E quando dico che era una mente originale intendo dire che il suo pensiero, la sua idea di giustizia, di solidarietà, di soccorso a chi si presentava in studio per chiedere il suo patrocinio era frutto di passione ricerca e fatica. Non era un artigiano ma un artista e, in questo senso, un anticonformista: non era come chi (avvocato o giudice non faccio qui distinzioni) si appoggia alla tesi più comoda e meno dispendiosa dal punto di vista lavorativo ma come chi non è mai soddisfatto dell’approdo raggiunto e cerca l’isola che (per tutti gli altri) non c’è.

L’Uomo era sempre un passo avanti e quando la fatica non produceva il risultato sperato, lo stesso impegno creativo usato nel giudizio lo utilizzava nella critica distruttiva della decisione avversa.

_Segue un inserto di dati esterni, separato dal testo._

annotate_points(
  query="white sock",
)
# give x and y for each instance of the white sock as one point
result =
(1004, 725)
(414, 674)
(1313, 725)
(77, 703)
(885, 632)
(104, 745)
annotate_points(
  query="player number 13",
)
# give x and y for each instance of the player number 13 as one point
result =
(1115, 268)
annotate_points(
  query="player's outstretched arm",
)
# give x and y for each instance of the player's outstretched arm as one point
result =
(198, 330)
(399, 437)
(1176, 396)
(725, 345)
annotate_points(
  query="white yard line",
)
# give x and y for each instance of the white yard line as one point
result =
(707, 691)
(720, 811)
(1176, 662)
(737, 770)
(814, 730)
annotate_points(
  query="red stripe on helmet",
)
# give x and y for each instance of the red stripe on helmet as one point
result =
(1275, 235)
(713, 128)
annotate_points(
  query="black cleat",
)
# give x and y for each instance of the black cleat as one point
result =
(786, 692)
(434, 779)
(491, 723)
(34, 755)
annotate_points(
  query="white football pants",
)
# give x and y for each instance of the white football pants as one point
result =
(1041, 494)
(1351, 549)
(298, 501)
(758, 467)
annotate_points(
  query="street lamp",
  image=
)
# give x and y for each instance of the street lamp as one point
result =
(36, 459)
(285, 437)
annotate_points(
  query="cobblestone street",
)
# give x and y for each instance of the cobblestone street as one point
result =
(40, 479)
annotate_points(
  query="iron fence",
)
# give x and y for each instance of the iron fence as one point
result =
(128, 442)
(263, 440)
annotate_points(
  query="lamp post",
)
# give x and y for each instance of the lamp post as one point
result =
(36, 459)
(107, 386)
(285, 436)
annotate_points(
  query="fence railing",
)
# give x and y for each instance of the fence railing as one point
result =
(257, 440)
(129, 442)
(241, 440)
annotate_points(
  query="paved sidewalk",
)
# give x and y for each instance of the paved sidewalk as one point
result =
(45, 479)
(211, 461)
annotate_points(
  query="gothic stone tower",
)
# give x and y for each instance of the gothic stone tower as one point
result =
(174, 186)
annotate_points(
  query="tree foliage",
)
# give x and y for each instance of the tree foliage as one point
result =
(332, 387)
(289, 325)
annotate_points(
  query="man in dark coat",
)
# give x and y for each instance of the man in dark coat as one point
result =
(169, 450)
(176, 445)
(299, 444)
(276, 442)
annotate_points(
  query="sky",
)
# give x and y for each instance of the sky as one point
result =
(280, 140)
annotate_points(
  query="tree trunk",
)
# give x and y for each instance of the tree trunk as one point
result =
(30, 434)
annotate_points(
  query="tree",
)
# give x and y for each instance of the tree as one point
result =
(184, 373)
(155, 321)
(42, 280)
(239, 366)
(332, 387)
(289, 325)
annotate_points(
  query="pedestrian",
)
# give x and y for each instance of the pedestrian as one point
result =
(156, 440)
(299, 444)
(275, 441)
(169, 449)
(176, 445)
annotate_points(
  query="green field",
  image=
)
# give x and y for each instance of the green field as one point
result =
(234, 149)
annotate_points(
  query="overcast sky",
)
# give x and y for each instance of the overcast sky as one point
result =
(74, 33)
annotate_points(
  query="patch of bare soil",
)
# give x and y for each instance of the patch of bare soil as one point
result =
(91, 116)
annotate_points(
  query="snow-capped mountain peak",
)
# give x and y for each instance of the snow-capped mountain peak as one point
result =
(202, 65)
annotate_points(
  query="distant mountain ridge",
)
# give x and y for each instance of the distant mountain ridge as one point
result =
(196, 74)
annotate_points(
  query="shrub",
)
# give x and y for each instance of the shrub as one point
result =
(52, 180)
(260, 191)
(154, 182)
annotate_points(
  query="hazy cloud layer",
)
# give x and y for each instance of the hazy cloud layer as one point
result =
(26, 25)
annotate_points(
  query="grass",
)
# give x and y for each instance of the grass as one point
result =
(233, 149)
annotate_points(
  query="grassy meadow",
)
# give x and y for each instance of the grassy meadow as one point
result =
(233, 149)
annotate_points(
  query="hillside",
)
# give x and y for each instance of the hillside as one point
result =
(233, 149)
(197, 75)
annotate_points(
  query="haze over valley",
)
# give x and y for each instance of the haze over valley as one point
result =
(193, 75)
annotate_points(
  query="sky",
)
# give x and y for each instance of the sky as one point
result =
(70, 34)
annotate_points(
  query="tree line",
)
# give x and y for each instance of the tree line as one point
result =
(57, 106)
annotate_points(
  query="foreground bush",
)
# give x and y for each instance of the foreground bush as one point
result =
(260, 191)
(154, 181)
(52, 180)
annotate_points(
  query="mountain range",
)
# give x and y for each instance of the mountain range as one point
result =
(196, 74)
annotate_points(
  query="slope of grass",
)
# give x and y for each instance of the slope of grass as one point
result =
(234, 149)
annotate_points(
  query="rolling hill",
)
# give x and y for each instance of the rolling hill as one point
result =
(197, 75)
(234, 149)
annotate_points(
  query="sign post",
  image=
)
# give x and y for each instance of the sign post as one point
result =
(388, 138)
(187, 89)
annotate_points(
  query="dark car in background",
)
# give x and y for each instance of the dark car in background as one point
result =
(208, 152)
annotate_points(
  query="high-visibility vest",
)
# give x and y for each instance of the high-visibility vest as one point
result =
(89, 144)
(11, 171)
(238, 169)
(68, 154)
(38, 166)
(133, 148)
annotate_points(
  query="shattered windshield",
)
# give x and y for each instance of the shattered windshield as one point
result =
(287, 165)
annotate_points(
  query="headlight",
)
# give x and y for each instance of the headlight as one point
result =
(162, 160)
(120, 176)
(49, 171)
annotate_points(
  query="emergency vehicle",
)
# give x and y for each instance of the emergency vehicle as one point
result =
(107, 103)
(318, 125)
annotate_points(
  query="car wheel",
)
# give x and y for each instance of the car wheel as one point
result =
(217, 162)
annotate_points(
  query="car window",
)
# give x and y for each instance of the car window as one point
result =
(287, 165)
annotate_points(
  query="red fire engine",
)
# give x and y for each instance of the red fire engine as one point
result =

Il Consiglio di Stato o meglio lo Sconsiglio di Stato, titolo di una sua graffiante monografia, era spesso oggetto dei suoi strali perché rappresentava, mi disse una volta, la giustizia con lo sguardo rivolto alle sue spalle, mentre nutriva una maggiore simpatia per il giudice di prime cure.

E quando gli dissi, era l’anno 2006, che avevo rifiutato il passaggio per anzianità al Consiglio di Stato perché preferivo l’avamposto alla retroguardia Ivone mi disse, lo ricordo ancora: “Consigliere, lei ha fatto bene, l’appello è in fondo solo una minestra riscaldata”.

Voglio chiudere questo ricordo del maestro Ivone Cacciavillani appropriandomi in gran parte, dandone atto a Mario Bertolissi, della chiusa della prefazione alla monografia dedicata all’articolo 2 della Costituzione, intitolata Partecipazione e solidarismo nella Costituzione.

A differenza di quanti per ignavia, incultura o conformismo rappresentano la perfezione del nulla, Ivone Cacciavillani ci ha dato moltissimo, nel lavoro, nella vita, nell’insegnamento e da ultimo nelle sue riflessioni sulla solidarietà: sintesi e riepilogo di una vita intensa in cui si sono combinati secondo la logica sapiente del Dio di Abramo passione, fatica, dolore e amore per la vita.

E mi piace immaginare e anzi sono certo che, dovunque egli in questo momento si trovi stia, con la consueta foga, cercando di convincere il Padreterno che la giustizia degli uomini è imperfetta e abbisogna di urgenti restauri perché: “qualche volta è commedia, qualche volta è tragedia e troppe volte è anche farsa”.

E anche se non sappiamo cosa gli abbia risposto di preciso il Padreterno possiamo immaginare che abbia chiamato San Pietro per chiedergli di annotarsi il nome di Ivone Cacciavillani e di farsi venire qualche idea per rimediare.

Angelo De Zotti

* Il testo riproduce e amplia l’intervento tenuto al Convegno dell’8 aprile 2022, svoltosi in Padova e organizzato dall’Associazione Veneta Avvocati Amministrativisti e dall’Unione Giuristi Cattolici di Padova, dal titolo “L’eredità di Ivone Cacciavillani – L’uomo, l’avvocato, lo storico, il credente, il cittadino”.